Ma a svelare il meccanismo di azione dei benzotiazinoni è stato il gruppo di ricerca tutto al femminile dell’Università di Pavia, guidato da Giovanna Riccardi. “Il farmaco colpisce un enzima fondamentale nella biosintesi della parete cellulare del bacillo di Koch”, spiega Riccardi. “Il suo nome è Rv3790, è essenziale per la vita di M. tuberculosis ed è coinvolto nella sintesi dell’arabino-galattano, un componente essenziale della parete cellulare micobatterica”. È proprio la parete cellulare, che in questo batterio è molto più spessa rispetto a quella di altri microrganismi, a determinare la resistenza intrinseca agli antibiotici. “Immaginiamo la cellula come una casa in costruzione e la parete cellulare come degli strati di mattoni”, continua Riccardi. “Mentre il farmaco in uso attualmente, l’isoniazide, blocca l’ultima fase della costruzione, cioè la sintesi degli acidi micolici, gli benzotiazinoni riescono a impedire la fase intermedia, cioè la sintesi dell’arabino-galattano”. In sostanza, per distruggere una coltura di M. tuberculosis è necessaria una concentrazione di 50 nanogrammi/ml di isoniazide, contro una di 0,7 nanogrammi/ml di benzotiazinoni.
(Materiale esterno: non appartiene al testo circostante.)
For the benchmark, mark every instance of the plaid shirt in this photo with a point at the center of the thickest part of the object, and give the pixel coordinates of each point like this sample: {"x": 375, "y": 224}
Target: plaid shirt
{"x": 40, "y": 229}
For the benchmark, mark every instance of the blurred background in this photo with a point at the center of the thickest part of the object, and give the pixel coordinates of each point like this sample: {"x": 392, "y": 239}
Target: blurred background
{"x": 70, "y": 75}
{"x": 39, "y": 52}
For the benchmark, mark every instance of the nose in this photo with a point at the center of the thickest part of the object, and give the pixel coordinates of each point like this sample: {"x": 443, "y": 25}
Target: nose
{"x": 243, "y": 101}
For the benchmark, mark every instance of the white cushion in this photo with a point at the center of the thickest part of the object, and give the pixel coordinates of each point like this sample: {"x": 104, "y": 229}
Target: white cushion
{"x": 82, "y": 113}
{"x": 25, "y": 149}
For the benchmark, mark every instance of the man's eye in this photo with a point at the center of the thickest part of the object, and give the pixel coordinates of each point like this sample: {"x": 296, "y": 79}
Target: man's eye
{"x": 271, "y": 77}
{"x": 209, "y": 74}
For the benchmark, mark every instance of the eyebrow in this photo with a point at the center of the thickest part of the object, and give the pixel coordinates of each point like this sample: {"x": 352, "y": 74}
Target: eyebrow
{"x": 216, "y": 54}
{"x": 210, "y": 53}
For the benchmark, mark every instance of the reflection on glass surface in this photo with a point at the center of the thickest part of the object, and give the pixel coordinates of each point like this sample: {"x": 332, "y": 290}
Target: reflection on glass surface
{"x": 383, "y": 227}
Per arrivare a individuare il bersaglio, che è stato oggetto di un brevetto, le ricercatrici hanno usato diversi approcci microbiologici. “Abbiamo trattato una coltura batterica con altissime concentrazioni del farmaco, che non si useranno mai in vivo, in modo da sviluppare dei mutanti resistenti. Quindi li abbiamo isolati e siamo andate a indagare il perché avessero sviluppato la resistenza. Tutti presentavano una mutazione nel codone 387 del gene Rv3790 di M. tuberculosis, dove una cisteina è stata sostituita da una glicina o una serina. Così abbiamo identificato in questo enzima il bersaglio dei benzotiazinoni”, spiega Riccardi. “Questa scoperta è importante sia per fini diagnostici, perchè di fronte a delle resistenze sarà possibile andare a vedere dove è mutato il gene codificante il bersaglio, sia per studi di nuovi farmaci antitubercolari”, conclude Riccardi.

La Rv3790 appare fondamentale non solo per la vita di patogeni estremamente pericolosi quali M. tuberculosis e M. Leprae, l’agente eziologico della lebbra, ma anche per microrganismi gram-positivi strettamente correlati come Corinebatteri, Nocardia e Rodococcchi. I benzotiazinoni, quindi, possono essere efficaci contro altre malattie. Fra i Corinebatteri, infatti, la specie C. diphtheriae causa la difterite nell’essere umano; alcune specie di Nocardia causano infezioni cutanee o polmonari mentre i Rodococchi sono particolarmente pericolosi per persone immunocompromesse, specialmente quelle affette da Hiv.